Profile Generators: A Link between the Narrative and the Binary Matrix Representation
Raoul H. Kutil, Georg Zimmermann, Barbara Strasser-Kirchweger, Christian Borgelt
TL;DR
This work addresses the challenge of turning narrative DSM-5 diagnostic criteria into a scalable, machine-actionable format. It introduces symptom profile generators to auto-generate All Profiles for binary matrices, enabling efficient computation of disorder similarity via Maximum Pairwise Cosine Similarity ($MPCS_{\max}$) even for disorders with billions of symptom profiles, such as Major Depressive Disorder (e.g., $1{,}376{,}583{,}579$ profiles) and Panic Disorder (over $3{,}119{,}485{,}608$ profiles). The paper further shows that conditional generators can reduce the number of cosine similarity computations from astronomical scales to a handful of evaluations, dramatically improving practicality. Overall, the generator framework delivers a readable, adaptable, and scalable bridge between narrative diagnostic knowledge and binary-matrix analysis, with potential applicability beyond psychiatry.
Abstract
Mental health disorders, particularly cognitive disorders defined by deficits in cognitive abilities, are described in detail in the DSM-5, which includes definitions and examples of signs and symptoms. A simplified, machine-actionable representation was developed to assess the similarity and separability of these disorders, but it is not suited for the most complex cases. Generating or applying a full binary matrix for similarity calculations is infeasible due to the vast number of symptom combinations. This research develops an alternative representation that links the narrative form of the DSM-5 with the binary matrix representation and enables automated generation of valid symptom combinations. Using a strict pre-defined format of lists, sets, and numbers with slight variations, complex diagnostic pathways involving numerous symptom combinations can be represented. This format, called the symptom profile generator (or simply generator), provides a readable, adaptable, and comprehensive alternative to a binary matrix while enabling easy generation of symptom combinations (profiles). Cognitive disorders, which typically involve multiple diagnostic criteria with several symptoms, can thus be expressed as lists of generators.

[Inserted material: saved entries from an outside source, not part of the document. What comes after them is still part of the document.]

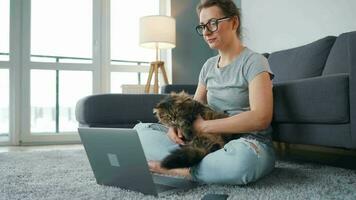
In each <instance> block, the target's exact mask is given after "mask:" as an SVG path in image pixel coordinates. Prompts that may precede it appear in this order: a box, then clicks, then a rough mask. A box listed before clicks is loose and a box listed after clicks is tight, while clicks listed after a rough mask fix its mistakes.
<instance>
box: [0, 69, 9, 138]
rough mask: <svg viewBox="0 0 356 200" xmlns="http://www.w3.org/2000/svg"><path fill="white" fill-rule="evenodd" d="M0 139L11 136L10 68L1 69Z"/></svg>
mask: <svg viewBox="0 0 356 200" xmlns="http://www.w3.org/2000/svg"><path fill="white" fill-rule="evenodd" d="M0 96H1V98H0V141H7V140H8V136H9V70H8V69H0Z"/></svg>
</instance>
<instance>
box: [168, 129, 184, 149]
mask: <svg viewBox="0 0 356 200" xmlns="http://www.w3.org/2000/svg"><path fill="white" fill-rule="evenodd" d="M167 135H168V137H169V138H170V139H171V140H172V141H173V142H174V143H177V144H180V145H184V141H183V138H184V136H183V134H182V131H181V130H180V129H177V128H173V127H169V129H168V133H167Z"/></svg>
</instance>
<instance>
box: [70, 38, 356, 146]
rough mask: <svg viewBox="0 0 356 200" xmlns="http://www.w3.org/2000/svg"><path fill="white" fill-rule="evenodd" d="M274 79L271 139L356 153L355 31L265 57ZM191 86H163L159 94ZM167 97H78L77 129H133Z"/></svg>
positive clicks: (146, 117)
mask: <svg viewBox="0 0 356 200" xmlns="http://www.w3.org/2000/svg"><path fill="white" fill-rule="evenodd" d="M264 55H265V56H266V57H268V61H269V63H270V66H271V69H272V71H273V72H274V73H275V79H274V80H273V81H274V82H273V84H274V87H273V95H274V116H273V122H272V126H273V129H274V133H273V139H274V140H275V141H280V142H285V143H291V144H309V145H319V146H327V147H340V148H347V149H356V32H349V33H344V34H341V35H340V36H338V37H334V36H328V37H325V38H322V39H320V40H317V41H315V42H312V43H310V44H307V45H304V46H301V47H297V48H293V49H287V50H282V51H278V52H272V53H270V54H264ZM195 88H196V86H195V85H167V86H165V87H163V88H162V91H163V93H170V92H171V91H181V90H185V91H187V92H189V93H191V94H193V93H194V91H195ZM164 96H165V94H158V95H154V94H141V95H128V94H100V95H92V96H88V97H85V98H83V99H81V100H80V101H79V102H78V103H77V107H76V117H77V120H78V122H79V124H80V126H88V127H133V126H134V125H135V124H136V123H137V122H138V121H142V122H156V121H157V120H156V119H155V117H154V116H153V115H152V107H153V106H154V105H155V104H156V103H157V102H158V101H159V100H160V99H162V98H163V97H164Z"/></svg>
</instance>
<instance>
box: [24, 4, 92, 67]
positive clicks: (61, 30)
mask: <svg viewBox="0 0 356 200" xmlns="http://www.w3.org/2000/svg"><path fill="white" fill-rule="evenodd" d="M92 6H93V5H92V1H88V0H75V1H73V0H32V1H31V61H40V62H64V63H74V62H76V63H78V62H79V63H91V62H92V32H93V31H92V30H93V26H92V24H93V23H92V21H93V14H92V10H93V8H92Z"/></svg>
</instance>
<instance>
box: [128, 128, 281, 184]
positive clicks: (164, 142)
mask: <svg viewBox="0 0 356 200" xmlns="http://www.w3.org/2000/svg"><path fill="white" fill-rule="evenodd" d="M134 129H135V130H136V131H137V133H138V135H139V137H140V140H141V144H142V147H143V150H144V152H145V156H146V159H147V160H157V161H160V160H162V159H163V158H164V157H166V156H167V155H168V154H169V153H170V151H172V150H175V149H177V148H179V145H178V144H175V143H174V142H172V141H171V140H170V139H169V137H168V136H167V134H166V133H167V131H168V129H167V128H166V127H164V126H162V125H160V124H156V123H138V124H136V126H135V127H134ZM274 163H275V154H274V150H273V146H272V143H264V142H259V141H257V140H254V139H246V138H239V139H235V140H232V141H230V142H228V143H227V144H226V145H225V146H224V148H221V149H220V150H217V151H215V152H213V153H210V154H208V155H207V156H205V157H204V159H203V160H202V161H201V162H200V163H199V164H198V165H196V166H194V167H192V168H191V169H190V173H191V176H192V178H193V180H196V181H199V182H202V183H219V184H233V185H245V184H247V183H250V182H254V181H256V180H258V179H260V178H262V177H263V176H265V175H267V174H268V173H270V172H271V171H272V170H273V168H274Z"/></svg>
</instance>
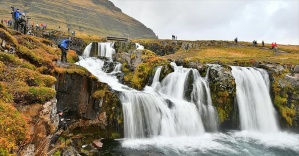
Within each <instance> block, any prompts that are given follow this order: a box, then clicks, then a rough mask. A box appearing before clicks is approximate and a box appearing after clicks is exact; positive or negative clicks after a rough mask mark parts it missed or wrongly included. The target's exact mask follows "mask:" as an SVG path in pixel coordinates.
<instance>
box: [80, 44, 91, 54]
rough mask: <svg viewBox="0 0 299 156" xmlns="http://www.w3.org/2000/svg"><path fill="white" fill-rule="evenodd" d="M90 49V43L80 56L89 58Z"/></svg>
mask: <svg viewBox="0 0 299 156" xmlns="http://www.w3.org/2000/svg"><path fill="white" fill-rule="evenodd" d="M91 47H92V43H89V45H88V46H86V47H85V49H84V51H83V54H82V56H84V57H89V56H90V50H91Z"/></svg>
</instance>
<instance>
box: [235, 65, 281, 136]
mask: <svg viewBox="0 0 299 156" xmlns="http://www.w3.org/2000/svg"><path fill="white" fill-rule="evenodd" d="M232 74H233V76H234V77H235V80H236V85H237V93H236V94H237V95H236V96H237V101H238V106H239V112H240V113H239V114H240V121H241V127H242V130H248V131H260V132H267V133H268V132H278V131H279V128H278V125H277V121H276V112H275V109H274V107H273V104H272V101H271V97H270V88H269V82H270V81H269V76H268V74H267V72H266V71H265V70H262V69H255V68H248V67H234V66H233V67H232Z"/></svg>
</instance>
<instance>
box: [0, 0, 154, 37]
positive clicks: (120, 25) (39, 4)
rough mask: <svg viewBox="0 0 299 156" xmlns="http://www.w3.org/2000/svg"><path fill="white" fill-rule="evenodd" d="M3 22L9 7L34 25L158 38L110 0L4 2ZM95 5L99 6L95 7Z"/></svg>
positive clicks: (99, 34) (61, 0)
mask: <svg viewBox="0 0 299 156" xmlns="http://www.w3.org/2000/svg"><path fill="white" fill-rule="evenodd" d="M1 3H2V4H3V5H2V4H1V5H2V6H1V8H0V19H6V18H10V17H11V16H10V14H9V13H10V11H11V10H10V6H15V7H16V8H19V9H21V11H24V12H26V13H28V15H29V16H30V17H31V18H32V20H31V23H32V22H34V23H39V24H40V23H47V25H48V27H49V28H54V29H58V26H61V29H62V30H64V31H66V30H67V27H70V28H71V30H75V31H77V32H78V31H79V32H82V33H87V34H96V35H101V36H107V35H112V36H121V37H130V38H137V37H140V38H156V36H155V34H154V33H153V31H152V30H151V29H149V28H146V27H145V26H144V25H143V24H142V23H140V22H138V21H137V20H135V19H133V18H131V17H129V16H127V15H126V14H124V13H122V12H121V10H120V9H119V8H117V7H115V6H114V5H113V4H112V3H111V2H110V1H108V0H84V1H82V0H71V1H65V0H55V1H48V0H31V1H23V0H14V1H11V0H2V1H1ZM95 3H96V4H95Z"/></svg>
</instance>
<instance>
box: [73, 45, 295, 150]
mask: <svg viewBox="0 0 299 156" xmlns="http://www.w3.org/2000/svg"><path fill="white" fill-rule="evenodd" d="M91 49H95V48H91V44H90V45H88V46H87V47H86V49H85V51H84V55H83V56H85V57H80V61H79V62H77V64H79V65H81V66H83V67H85V68H87V69H88V70H89V71H90V72H91V73H92V74H93V75H95V76H96V77H98V79H99V81H101V82H104V83H107V84H109V86H110V87H111V88H112V89H113V90H116V91H118V92H119V93H120V94H119V98H120V100H121V102H122V105H123V114H124V126H125V127H124V128H125V137H126V138H125V139H120V140H117V141H116V142H118V143H121V146H115V145H109V144H105V146H106V147H108V148H109V149H110V150H109V152H112V155H144V154H145V153H148V154H149V155H157V156H160V155H161V156H162V155H233V156H238V155H244V156H245V155H246V156H247V155H298V153H299V135H298V134H290V133H285V132H279V131H278V126H277V125H276V121H275V111H274V109H273V107H272V103H271V99H270V97H269V80H268V79H269V76H268V75H267V74H266V72H265V71H264V70H261V69H256V68H255V69H253V68H242V67H232V68H233V71H232V72H233V74H234V77H235V79H236V83H237V98H238V104H239V109H240V111H239V114H240V115H242V116H241V117H240V119H241V120H242V121H241V124H242V129H243V130H245V131H240V132H238V131H230V132H227V133H205V132H206V131H210V132H213V131H216V130H217V123H216V121H217V115H216V114H217V113H216V111H215V109H214V107H213V106H212V100H211V95H210V89H209V83H208V78H207V77H201V76H200V74H199V73H198V71H197V70H195V69H188V68H183V67H180V66H177V65H176V64H175V63H171V65H172V66H173V68H174V72H172V73H170V74H169V75H167V76H166V77H165V78H164V79H163V80H162V82H160V80H159V79H160V73H161V70H162V69H163V68H162V67H157V69H156V73H155V76H154V78H153V83H152V85H151V86H146V87H145V88H144V90H143V91H137V90H134V89H132V88H129V87H128V86H125V85H123V84H121V83H119V81H118V79H117V78H116V75H117V74H116V73H119V72H121V64H116V65H115V69H114V70H113V71H112V72H111V73H105V72H104V71H103V70H102V68H103V66H104V63H105V62H104V61H103V60H100V59H97V58H92V57H89V56H90V55H89V54H87V53H91V52H89V51H90V50H91ZM96 50H97V49H96ZM96 50H95V51H92V53H95V52H97V51H96ZM105 50H107V49H105ZM104 54H105V55H106V54H107V52H105V53H103V55H104ZM92 55H94V54H92ZM114 73H115V74H114ZM207 75H208V74H207ZM243 112H245V113H243ZM276 131H278V132H276ZM260 132H273V133H260ZM111 146H112V147H111ZM105 150H106V149H105ZM106 152H107V151H106ZM115 152H116V153H115Z"/></svg>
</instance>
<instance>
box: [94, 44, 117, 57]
mask: <svg viewBox="0 0 299 156" xmlns="http://www.w3.org/2000/svg"><path fill="white" fill-rule="evenodd" d="M98 46H99V47H100V48H98V56H101V57H106V58H108V59H109V60H110V61H112V55H113V54H115V49H114V48H113V46H114V43H113V42H107V43H98Z"/></svg>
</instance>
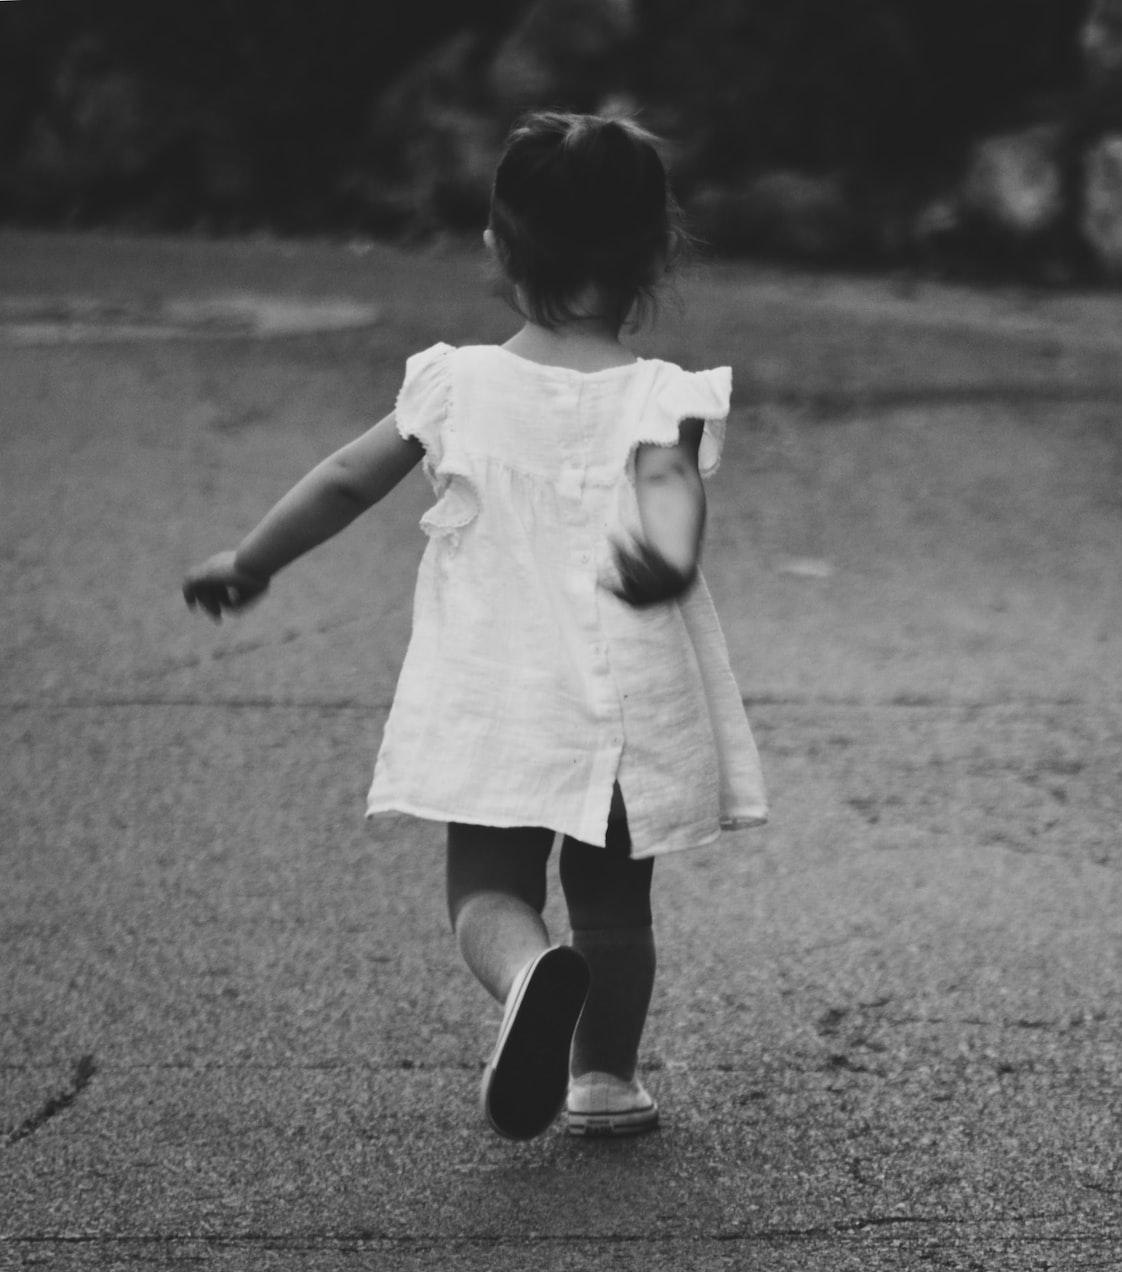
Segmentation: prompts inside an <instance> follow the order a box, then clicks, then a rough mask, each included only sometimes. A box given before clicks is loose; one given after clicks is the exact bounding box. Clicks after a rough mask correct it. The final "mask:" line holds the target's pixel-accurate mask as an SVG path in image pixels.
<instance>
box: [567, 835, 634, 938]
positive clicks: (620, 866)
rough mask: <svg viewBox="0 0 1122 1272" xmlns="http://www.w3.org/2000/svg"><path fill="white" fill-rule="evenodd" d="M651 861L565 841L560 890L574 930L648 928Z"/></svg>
mask: <svg viewBox="0 0 1122 1272" xmlns="http://www.w3.org/2000/svg"><path fill="white" fill-rule="evenodd" d="M653 869H654V862H653V861H650V860H645V861H632V860H631V859H630V857H626V856H621V855H617V854H613V852H611V851H608V850H604V848H597V847H590V846H589V845H578V843H572V842H566V843H565V847H564V848H562V850H561V887H562V888H564V889H565V902H566V906H567V907H569V922H570V925H571V927H572V929H574V931H588V930H599V929H621V927H650V925H651V913H650V883H651V875H653Z"/></svg>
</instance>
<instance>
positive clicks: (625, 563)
mask: <svg viewBox="0 0 1122 1272" xmlns="http://www.w3.org/2000/svg"><path fill="white" fill-rule="evenodd" d="M613 553H614V557H616V569H617V570H618V574H620V583H618V585H617V586H612V588H609V589H608V590H609V591H612V593H613V594H614V595H617V597H618V598H620V599H621V600H625V602H627V604H628V605H632V607H635V608H636V609H639V608H645V607H646V605H656V604H660V603H663V602H665V600H675V599H677V598H678V597H681V595H683V593H686V591H687V590H688V589H689V586H691V585H692V584H693V580H695V577H696V576H697V569H696V567H695V569H693V570H689V571H688V572H687V571H682V570H679V569H678V567H677V566H674V565H670V562H669V561H667V558H665V557H664V556H661V553H659V552H656V551H655V550H654V548H653V547H650V546H649V544H646V543H636V544H635V546H634V547H625V546H623V544H622V543H618V542H617V543H614V544H613Z"/></svg>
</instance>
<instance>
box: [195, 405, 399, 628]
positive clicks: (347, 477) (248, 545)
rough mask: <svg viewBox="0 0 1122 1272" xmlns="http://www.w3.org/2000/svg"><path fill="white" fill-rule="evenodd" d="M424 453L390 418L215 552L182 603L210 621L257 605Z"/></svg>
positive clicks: (379, 425) (363, 434)
mask: <svg viewBox="0 0 1122 1272" xmlns="http://www.w3.org/2000/svg"><path fill="white" fill-rule="evenodd" d="M422 454H424V448H422V446H421V444H420V441H417V440H416V439H412V438H402V435H401V434H399V432H398V429H397V420H396V418H394V416H393V415H392V413H391V415H388V416H385V418H384V420H380V421H379V422H378V424H375V425H374V427H373V429H370V430H369V431H368V432H365V434H363V436H361V438H356V439H355V440H354V441H351V443H349V444H347V445H346V446H342V448H341V449H340V450H336V452H335V454H333V455H329V457H328V458H327V459H324V460H323V462H322V463H321V464H317V466H315V468H313V469H312V472H309V473H308V474H307V477H303V478H301V480H300V481H299V482H298V483H296V485H295V486H294V487H293V488H291V490H290V491H289V492H287V495H285V496H284V497H282V499H281V500H280V501H279V502H277V504H276V505H275V506H274V508H272V509H270V511H268V513H266V514H265V516H263V518H262V520H261V522H260V523H258V525H257V527H254V529H252V530H251V532H249V534H247V536H246V538H244V539H243V541H242V543H240V544H239V546H238V547H237V548H235V550H234V551H233V552H220V553H218V555H216V556H212V557H210V560H207V561H205V562H204V563H202V565H200V566H196V567H195V569H193V570H190V571H188V574H187V577H186V580H184V583H183V597H184V599H186V602H187V604H188V605H190V607H191V608H192V609H193V608H195V605H196V604H198V605H201V607H202V608H204V609H205V611H206V613H209V614H210V616H211V618H215V619H220V618H221V616H223V611H224V609H229V611H238V609H242V608H244V607H246V605H248V604H249V603H251V602H253V600H256V599H257V598H258V597H261V594H262V593H263V591H265V590H266V588H267V586H268V583H270V579H271V577H272V576H274V575H275V574H276V572H277V570H281V569H284V566H286V565H289V563H290V562H291V561H295V560H296V557H299V556H303V555H304V553H305V552H308V551H310V550H312V548H314V547H317V546H318V544H321V543H323V542H324V539H329V538H331V537H332V536H335V534H338V532H340V530H342V529H343V528H345V527H347V525H350V523H351V522H352V520H354V519H355V518H356V516H359V514H360V513H364V511H365V510H366V509H368V508H370V506H373V505H374V504H377V502H378V501H379V500H380V499H383V497H384V496H385V495H388V494H389V491H391V490H393V487H394V486H397V483H398V482H399V481H401V480H402V478H403V477H405V476H406V473H408V472H410V471H411V469H412V468H415V467H416V464H417V463H419V462H420V459H421V455H422Z"/></svg>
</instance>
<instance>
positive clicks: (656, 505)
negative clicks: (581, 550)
mask: <svg viewBox="0 0 1122 1272" xmlns="http://www.w3.org/2000/svg"><path fill="white" fill-rule="evenodd" d="M703 427H705V425H703V422H702V421H701V420H686V421H683V424H682V426H681V430H679V440H678V445H677V446H655V445H642V446H640V448H639V452H637V453H636V457H635V496H636V500H637V502H639V519H640V524H641V527H642V538H641V539H640V541H639V542H637V543H636V544H635V546H634V547H623V546H622V544H617V546H616V565H617V567H618V570H620V588H617V589H616V595H618V597H621V598H622V599H623V600H626V602H627V603H628V604H631V605H636V607H639V605H653V604H658V603H659V602H661V600H673V599H674V598H675V597H681V595H682V594H683V593H684V591H686V590H687V589H688V588H689V585H691V584H692V583H693V580H695V577H696V576H697V562H698V560H700V557H701V541H702V536H703V533H705V487H703V486H702V482H701V474H700V472H698V471H697V452H698V448H700V445H701V434H702V430H703Z"/></svg>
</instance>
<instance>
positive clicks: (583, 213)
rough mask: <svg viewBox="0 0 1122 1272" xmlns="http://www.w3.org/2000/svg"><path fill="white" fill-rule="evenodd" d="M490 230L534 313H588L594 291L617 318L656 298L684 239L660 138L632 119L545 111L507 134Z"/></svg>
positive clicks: (556, 313) (526, 120)
mask: <svg viewBox="0 0 1122 1272" xmlns="http://www.w3.org/2000/svg"><path fill="white" fill-rule="evenodd" d="M491 230H492V233H494V235H495V239H496V249H497V253H499V259H500V262H501V266H502V270H504V273H505V275H506V277H508V280H509V281H510V282H511V284H513V285H514V286H516V287H518V291H519V296H520V300H522V307H523V309H524V310H525V314H527V317H528V318H530V319H533V321H534V322H539V323H542V324H543V326H547V327H555V326H557V324H560V323H564V322H567V321H571V319H572V318H576V317H580V315H583V313H584V310H583V309H581V308H580V304H581V299H583V298H586V296H588V295H589V293H593V294H594V295H595V296H597V298H598V300H599V304H600V307H603V309H604V310H606V313H607V315H608V317H611V318H612V319H613V321H616V322H617V324H622V323H623V322H625V321H626V318H627V315H628V314H631V313H632V310H635V309H636V307H639V308H640V309H641V308H642V307H644V304H646V303H649V301H650V300H653V296H654V291H655V287H656V286H658V284H659V281H660V280H661V277H663V276H664V275H665V273H667V271H668V270H669V267H670V266H672V265H673V262H674V259H675V258H677V256H678V254H679V251H681V248H682V245H683V243H684V238H686V235H684V232H683V229H682V224H681V214H679V211H678V207H677V204H675V202H674V198H673V196H672V195H670V191H669V187H668V182H667V170H665V167H664V165H663V162H661V158H660V155H659V153H658V149H656V146H655V139H654V137H653V136H651V135H650V134H648V132H646V131H645V130H644V128H641V127H639V125H636V123H634V122H631V121H628V120H617V118H604V117H600V116H594V114H562V113H557V112H541V113H537V114H532V116H528V117H527V118H524V120H523V121H522V122H520V123H518V125H516V126H515V127H514V130H513V131H511V134H510V136H509V139H508V142H506V149H505V151H504V154H502V158H501V159H500V162H499V168H497V170H496V173H495V184H494V188H492V192H491Z"/></svg>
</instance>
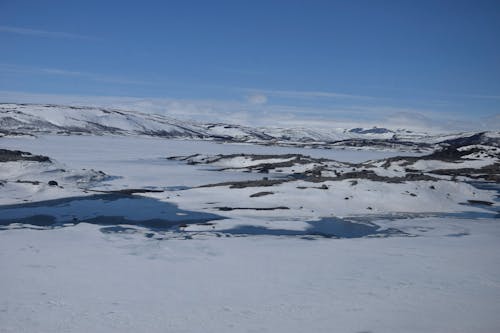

Representing several psychotic disorders in generator form and generating all symptom combinations showed that matrix representations of complex disorders become too large to manage. The MPCS (maximum pairwise cosine similarity) algorithm cannot handle matrices of this size, prompting the development of a profile reduction method using targeted generator manipulation to find specific MPCS values between disorders. The generators allow easier creation of binary representations for large matrices and make it possible to calculate specific MPCS cases between complex disorders through conditional generators.